Along with wanting to get away from the hustle content I saw more of on IG AND trying to reduce my mindless scrolling on the most addictive platform for me, I deleted the app from my phone.
Phew. A huge step, eh?
I’ve never really done it before because I always feel the “itch” and aggressive amounts of FOMO with the THOUGHT of deleting the app from my phone. Again, yes, it’s true, and I know that I’m not the only one.
It’s embarrassing how addicted I am to Instagram and how typing made me feel silly, but I hope it demonstrates how much of a huge step it was for me.
Shortly after deleting it, I felt the itch to watch my Close Friends’ stories and began to miss that social interaction I had with a lot of folks I don’t speak to day-to-day (especially important now in our third UK lockdown.) One thing I loved about Instagram was 100% this community aspect!
I shared my thoughts on this on Twitter which I always find has valuable information shared by high-value folks that I follow or follow me on the platform.
If you want to still post stories and see what your close friends are up to, and DMs, I recommend Threads by Instagram https://t.co/jnazHf24Vd I only use Threads and it’s ideal to be more mindful. I just install Insta from time to time when I have stories with music to create
— Alexandre Mouriec (@mrcalexandre) January 4, 2021
Alexandre recommended that I try out Threads. Threads is an app that is also created by Instagram, which focuses more on Close Friends, Stories from people that you follow and completely removes the endless feed and account stalking that we’ve all done. 😂
It reminds me of my old Snapchat days, where I enjoyed sharing bits of my life to my closest friends. I quickly found it the best way to continue sharing on my Stories, keep connected with my closest friends, and be selective on whose stories I want to watch (which tends to be Close Friends’ only these days!)
Like those Snapchat days, I tend to forget to check on it until lunchtime or sometimes even after work. For once in a long time, I felt in full control of my Instagram usage and brought back a social media platform’s real value.

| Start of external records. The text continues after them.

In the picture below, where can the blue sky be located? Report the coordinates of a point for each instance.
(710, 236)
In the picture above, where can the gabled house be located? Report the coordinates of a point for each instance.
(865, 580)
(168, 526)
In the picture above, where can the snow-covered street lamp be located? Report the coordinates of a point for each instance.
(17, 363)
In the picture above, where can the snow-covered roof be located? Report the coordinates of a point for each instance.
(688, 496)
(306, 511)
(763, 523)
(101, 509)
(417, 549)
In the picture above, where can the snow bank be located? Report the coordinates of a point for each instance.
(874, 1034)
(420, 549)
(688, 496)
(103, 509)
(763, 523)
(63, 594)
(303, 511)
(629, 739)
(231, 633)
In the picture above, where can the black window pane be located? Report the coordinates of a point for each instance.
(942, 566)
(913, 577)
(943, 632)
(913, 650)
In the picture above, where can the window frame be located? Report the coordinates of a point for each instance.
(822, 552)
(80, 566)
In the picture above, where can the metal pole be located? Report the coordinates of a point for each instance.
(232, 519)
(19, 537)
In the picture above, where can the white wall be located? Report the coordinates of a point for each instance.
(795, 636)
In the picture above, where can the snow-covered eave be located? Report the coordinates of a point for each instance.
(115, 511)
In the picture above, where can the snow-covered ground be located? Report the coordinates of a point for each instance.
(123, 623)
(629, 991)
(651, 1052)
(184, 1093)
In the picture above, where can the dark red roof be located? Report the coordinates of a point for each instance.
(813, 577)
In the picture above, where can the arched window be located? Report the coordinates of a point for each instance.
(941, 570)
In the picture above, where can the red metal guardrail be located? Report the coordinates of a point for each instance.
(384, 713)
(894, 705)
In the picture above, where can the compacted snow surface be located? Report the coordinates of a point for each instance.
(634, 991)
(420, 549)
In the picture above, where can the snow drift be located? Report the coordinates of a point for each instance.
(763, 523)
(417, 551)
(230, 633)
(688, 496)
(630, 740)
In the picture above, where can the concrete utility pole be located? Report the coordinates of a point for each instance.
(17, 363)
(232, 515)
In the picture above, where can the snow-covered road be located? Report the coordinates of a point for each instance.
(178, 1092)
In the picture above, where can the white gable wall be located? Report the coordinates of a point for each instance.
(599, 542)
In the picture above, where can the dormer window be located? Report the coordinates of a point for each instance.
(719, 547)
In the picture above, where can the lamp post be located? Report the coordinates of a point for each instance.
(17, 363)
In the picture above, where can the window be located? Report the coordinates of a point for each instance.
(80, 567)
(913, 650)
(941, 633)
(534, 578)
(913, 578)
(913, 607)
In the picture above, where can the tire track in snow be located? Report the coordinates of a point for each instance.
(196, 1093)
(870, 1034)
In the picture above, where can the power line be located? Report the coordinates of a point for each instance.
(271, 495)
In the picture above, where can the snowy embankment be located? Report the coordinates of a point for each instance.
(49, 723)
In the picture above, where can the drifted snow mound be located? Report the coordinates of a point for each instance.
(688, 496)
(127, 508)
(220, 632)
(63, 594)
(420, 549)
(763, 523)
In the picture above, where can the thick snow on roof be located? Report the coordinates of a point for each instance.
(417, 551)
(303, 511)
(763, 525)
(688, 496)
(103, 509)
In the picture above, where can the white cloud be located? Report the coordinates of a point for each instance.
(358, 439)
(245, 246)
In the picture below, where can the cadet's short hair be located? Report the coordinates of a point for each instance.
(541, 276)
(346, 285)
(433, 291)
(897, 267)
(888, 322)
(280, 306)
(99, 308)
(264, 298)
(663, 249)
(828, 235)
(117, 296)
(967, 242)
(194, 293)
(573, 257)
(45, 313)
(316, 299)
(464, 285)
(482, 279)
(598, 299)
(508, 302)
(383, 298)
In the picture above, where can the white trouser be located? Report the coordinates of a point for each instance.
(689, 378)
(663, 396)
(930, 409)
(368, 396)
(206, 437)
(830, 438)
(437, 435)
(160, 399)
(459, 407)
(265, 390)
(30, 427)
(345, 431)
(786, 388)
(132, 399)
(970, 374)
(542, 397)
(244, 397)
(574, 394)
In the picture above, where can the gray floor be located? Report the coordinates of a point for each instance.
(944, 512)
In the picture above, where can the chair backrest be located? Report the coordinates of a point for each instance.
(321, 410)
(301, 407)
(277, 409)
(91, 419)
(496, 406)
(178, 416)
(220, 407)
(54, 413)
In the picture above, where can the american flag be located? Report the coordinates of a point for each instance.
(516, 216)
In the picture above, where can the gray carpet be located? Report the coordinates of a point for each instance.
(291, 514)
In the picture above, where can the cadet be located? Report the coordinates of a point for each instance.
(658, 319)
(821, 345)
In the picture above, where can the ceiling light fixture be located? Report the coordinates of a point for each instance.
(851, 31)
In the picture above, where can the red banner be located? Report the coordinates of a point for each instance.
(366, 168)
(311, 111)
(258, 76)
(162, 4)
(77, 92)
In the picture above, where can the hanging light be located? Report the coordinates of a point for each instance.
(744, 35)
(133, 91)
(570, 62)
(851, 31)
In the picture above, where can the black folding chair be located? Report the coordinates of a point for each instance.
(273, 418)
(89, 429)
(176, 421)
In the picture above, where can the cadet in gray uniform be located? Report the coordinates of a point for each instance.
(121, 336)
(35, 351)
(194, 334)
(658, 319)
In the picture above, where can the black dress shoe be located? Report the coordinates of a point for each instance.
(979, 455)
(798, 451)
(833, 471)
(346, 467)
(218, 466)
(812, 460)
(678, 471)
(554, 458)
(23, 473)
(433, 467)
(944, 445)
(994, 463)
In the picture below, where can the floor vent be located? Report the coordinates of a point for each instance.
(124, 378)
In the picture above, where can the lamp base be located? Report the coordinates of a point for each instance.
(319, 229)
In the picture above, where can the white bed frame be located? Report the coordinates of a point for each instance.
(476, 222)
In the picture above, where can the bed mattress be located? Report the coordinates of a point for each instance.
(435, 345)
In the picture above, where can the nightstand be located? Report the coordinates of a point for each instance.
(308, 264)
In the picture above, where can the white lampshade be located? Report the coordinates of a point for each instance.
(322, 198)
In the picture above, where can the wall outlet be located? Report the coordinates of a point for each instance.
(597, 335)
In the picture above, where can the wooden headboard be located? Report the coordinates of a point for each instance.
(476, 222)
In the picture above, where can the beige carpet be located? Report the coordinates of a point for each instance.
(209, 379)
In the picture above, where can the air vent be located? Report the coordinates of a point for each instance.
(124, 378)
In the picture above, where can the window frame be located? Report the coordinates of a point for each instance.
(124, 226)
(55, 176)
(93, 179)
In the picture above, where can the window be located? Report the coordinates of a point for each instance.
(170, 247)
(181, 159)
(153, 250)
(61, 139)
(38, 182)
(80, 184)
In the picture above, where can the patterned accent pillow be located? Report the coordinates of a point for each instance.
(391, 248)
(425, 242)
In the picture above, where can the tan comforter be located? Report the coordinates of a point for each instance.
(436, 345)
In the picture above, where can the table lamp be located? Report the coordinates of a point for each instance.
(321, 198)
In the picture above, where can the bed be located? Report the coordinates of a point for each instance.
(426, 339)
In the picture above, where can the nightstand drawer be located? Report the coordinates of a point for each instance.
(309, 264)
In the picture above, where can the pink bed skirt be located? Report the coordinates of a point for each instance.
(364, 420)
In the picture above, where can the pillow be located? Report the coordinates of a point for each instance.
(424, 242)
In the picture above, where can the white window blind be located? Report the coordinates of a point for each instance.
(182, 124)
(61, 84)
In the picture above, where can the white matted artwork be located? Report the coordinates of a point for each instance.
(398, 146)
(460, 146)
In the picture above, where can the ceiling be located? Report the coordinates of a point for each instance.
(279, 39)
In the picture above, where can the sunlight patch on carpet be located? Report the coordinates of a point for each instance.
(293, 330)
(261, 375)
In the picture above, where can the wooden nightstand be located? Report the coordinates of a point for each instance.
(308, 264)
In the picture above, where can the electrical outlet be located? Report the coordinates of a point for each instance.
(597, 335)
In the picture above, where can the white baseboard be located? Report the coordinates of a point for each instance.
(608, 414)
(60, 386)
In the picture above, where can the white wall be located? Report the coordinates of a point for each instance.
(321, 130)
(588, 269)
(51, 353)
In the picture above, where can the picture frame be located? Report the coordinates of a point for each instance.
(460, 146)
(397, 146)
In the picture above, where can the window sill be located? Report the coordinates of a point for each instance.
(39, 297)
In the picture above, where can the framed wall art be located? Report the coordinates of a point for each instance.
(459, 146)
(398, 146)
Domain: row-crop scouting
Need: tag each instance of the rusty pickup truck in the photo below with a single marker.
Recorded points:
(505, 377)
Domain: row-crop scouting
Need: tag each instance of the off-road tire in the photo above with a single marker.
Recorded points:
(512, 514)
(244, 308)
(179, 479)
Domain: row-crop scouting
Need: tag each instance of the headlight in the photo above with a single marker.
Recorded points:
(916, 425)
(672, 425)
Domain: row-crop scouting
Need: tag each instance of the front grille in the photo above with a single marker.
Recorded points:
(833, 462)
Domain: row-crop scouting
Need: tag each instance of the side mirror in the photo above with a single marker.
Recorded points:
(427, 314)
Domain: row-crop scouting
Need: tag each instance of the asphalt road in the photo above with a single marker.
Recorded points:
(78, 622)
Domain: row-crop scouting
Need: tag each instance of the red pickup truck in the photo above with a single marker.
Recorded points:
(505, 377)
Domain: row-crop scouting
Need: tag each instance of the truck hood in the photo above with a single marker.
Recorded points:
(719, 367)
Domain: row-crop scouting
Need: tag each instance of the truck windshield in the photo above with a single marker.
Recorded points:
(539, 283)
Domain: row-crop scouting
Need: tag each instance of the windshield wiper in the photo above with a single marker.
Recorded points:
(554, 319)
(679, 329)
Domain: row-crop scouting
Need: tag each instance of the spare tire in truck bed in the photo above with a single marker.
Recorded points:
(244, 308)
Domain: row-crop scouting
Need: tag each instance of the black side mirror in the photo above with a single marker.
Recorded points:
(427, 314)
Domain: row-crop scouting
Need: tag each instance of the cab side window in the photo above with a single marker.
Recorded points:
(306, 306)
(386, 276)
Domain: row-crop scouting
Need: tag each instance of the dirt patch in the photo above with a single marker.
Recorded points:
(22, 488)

What happened when I removed Instagram?
I don’t even miss the feed-focused platform as much as I thought I would! There have been times where I have wanted to share a post on my Instagram which you can’t do on the Threads app. What I’ve done instead is kept the Instagram app hidden in a folder on my iPad. Whenever I wanted to post something, I would share the photos from my iPhone (Airdrop is magical, I’m still shocked how awesome it is to this date) and post it via the Instagram app on my iPad.
The Instagram app is not optimized for iPad usage, so it gets fucking annoying creating a post with a meaningful caption. So I tend to write the post beforehand on my notes app and copy and paste it there. 😂 It feels like a lot more effort, but that is what it should be. Posting on Instagram should be intentional. It should be on your terms instead of influenced by other people you’ve seen share photos on your feed. It shouldn’t be reactive.
A few weeks have passed since I have done this now and as a (former) IG-addict, I am super proud of myself for giving my head the space it has needed for so long. I feel less reactive, calmer and not stuck on that comparing/FOMO train that is so easy to fall into more so on Instagram than anywhere else.
I don’t know if I’ll do this forever, but I do know that I’m a happier person with lower exposure to it. And isn’t that what matters?